How do we make this right? Let's analyze what we are actually doing in the query. We are fetching the entire response in one GraphQL query, including the users and their preferences. We are fetching room types inside the hotel object, which is all okay. But for every room type, we are calling the rooms API to fetch rooms, because this is the structure the user interface expects.

[07:09] We are doing this because we don't have to run loops on the frontend to get the entire map object as it is required by the user interface. We are fetching bills inside the booking object, which means we'll call the bills API for every booking. We don't have to display the user preferences on load. Why fetch it in the initial call and show loading state to the user? This is unfair to the user because he's not even concerned of seeing user preferences in the first go.

How do we solve these issues? Should a GraphQL Schema map 1-1 to your user interface or to your domain models? If you see carefully, we are fetching room types inside the hotel object, because room types is a property of a hotel, which is all okay. But we are fetching rooms inside each of these room types. Rooms is not a property of a room type. Rooms is a property of a hotel. Domain model considers rooms as a property of a hotel and not of room type. We are doing this because that's how the user interface that we are trying to build expects.

[08:13] So, at which level in the query should be fetch rooms? We should try to design our GraphQL Schema more like our domain model, because if you design it based on your user interface, you would be able to satisfy just one use case of your frontend clients and GraphQL Schema should be designed in a robust way, so, that it can be used by different frontend clients. Rooms field should be a property of a hotel and not room types.

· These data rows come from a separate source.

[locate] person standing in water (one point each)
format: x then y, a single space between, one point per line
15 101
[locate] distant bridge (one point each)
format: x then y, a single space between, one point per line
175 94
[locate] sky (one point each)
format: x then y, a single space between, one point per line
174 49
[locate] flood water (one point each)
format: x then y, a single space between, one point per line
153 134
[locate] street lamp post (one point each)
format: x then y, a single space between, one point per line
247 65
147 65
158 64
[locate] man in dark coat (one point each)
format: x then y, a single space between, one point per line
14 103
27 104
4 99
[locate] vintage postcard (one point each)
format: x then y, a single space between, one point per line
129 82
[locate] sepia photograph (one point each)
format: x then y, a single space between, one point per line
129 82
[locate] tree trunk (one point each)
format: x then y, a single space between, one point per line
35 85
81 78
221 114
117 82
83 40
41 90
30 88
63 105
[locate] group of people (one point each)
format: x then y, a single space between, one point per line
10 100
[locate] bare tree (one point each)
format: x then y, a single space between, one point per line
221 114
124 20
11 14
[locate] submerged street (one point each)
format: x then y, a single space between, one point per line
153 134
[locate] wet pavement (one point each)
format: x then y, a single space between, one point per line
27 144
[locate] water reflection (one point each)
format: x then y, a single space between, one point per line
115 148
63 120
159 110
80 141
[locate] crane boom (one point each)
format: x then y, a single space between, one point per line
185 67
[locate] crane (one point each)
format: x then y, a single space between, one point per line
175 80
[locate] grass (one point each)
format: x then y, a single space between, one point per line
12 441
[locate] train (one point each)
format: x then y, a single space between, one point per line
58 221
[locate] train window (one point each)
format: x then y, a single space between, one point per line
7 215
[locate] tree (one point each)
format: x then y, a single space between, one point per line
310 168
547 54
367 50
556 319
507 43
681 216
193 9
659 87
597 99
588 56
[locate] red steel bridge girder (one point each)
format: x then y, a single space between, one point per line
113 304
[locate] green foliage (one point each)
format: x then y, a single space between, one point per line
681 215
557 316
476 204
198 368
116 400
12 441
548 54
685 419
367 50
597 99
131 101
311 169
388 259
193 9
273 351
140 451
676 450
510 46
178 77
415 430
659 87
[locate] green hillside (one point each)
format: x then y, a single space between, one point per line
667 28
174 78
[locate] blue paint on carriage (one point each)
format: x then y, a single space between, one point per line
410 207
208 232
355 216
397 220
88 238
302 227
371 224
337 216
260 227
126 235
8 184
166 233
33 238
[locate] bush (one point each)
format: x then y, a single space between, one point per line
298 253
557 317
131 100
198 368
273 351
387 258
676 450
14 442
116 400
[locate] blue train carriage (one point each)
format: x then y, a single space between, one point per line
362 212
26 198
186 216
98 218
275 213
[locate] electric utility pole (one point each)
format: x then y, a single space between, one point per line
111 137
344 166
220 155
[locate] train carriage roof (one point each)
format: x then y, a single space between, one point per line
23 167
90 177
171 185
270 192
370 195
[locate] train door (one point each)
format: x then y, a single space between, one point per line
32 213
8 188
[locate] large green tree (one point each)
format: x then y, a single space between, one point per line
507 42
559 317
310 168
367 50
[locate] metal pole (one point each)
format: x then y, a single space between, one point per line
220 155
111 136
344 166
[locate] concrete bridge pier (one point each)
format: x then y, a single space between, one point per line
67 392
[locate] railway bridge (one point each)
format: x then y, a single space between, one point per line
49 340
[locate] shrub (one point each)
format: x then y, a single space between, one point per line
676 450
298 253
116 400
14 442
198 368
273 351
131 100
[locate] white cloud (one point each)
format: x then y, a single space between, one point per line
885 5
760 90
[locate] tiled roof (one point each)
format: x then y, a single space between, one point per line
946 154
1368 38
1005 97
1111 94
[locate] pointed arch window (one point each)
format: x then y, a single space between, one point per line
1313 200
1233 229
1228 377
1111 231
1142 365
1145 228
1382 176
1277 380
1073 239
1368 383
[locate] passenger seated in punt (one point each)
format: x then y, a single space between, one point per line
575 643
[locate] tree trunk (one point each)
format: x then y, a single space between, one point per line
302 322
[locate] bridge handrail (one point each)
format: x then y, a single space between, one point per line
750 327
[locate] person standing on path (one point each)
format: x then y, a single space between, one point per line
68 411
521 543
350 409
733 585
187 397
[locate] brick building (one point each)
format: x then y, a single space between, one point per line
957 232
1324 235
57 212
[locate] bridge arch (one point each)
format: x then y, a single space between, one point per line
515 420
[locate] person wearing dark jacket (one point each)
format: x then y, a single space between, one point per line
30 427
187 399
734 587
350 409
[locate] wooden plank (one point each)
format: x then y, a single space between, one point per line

Let's move ahead. Here we are fetching preferences inside the user object and preferences is a property of a user, that's how exactly the domain model also expects. How do we solve this problem of multiple API calls for user preferences field although this is mapped the right way? 


Batching and Caching using DataLoader


[08:56] Here comes the interesting part of the talk, batching and caching using DataLoader. You would be able to understand the importance of DataLoaders. Only if you have seen multiple calls going to your downstream services for resolving one single GraphQL query.

DataLoaders basically collects the API request within a single frame of execution. What you see on the screen is the number of API calls before using DataLoaders is 259 to the downstream services. It is now reduced to two calls to the downstream services. How did this happen?

[09:28] So DataLoader doesn't data fire API calls immediately to your downstream services. It would collect all the API requests and then within a single frame of execution, and then would fire one badge to API call. For example, for resolving every bill, we were calling bills API 25 times. Here if you see, this is a badge to call, DataLoader is collecting all the bill IDs and would fire downstream service only once. Same goes for attachments, user ID, and also for preferences. So, if you count this, there are just eight calls that we have to make to downstream services for fetching 25 bookings.

DataLoader is a great addition to the stack, and it is not very difficult to implement this in the GraphQL server. So, this creates magic by reducing 259 calls to downstream services to 8. And this is a great performance booster to your applications.

[10:23] Let's look at the implementation of billsloader and usersloader. So, billsloader this takes in some keys as in some bill IDs and it then calls the batch billsloader. We look at the implementation of batch billsloader function in a moment. You have to return these DataLoaders from the context objects. So, that is available in all the resolvers. This is how a batch billsloader function looks like. It collects all the bill IDs within a single frame of execution and would then call the downstream service only once. It would return an area of bills.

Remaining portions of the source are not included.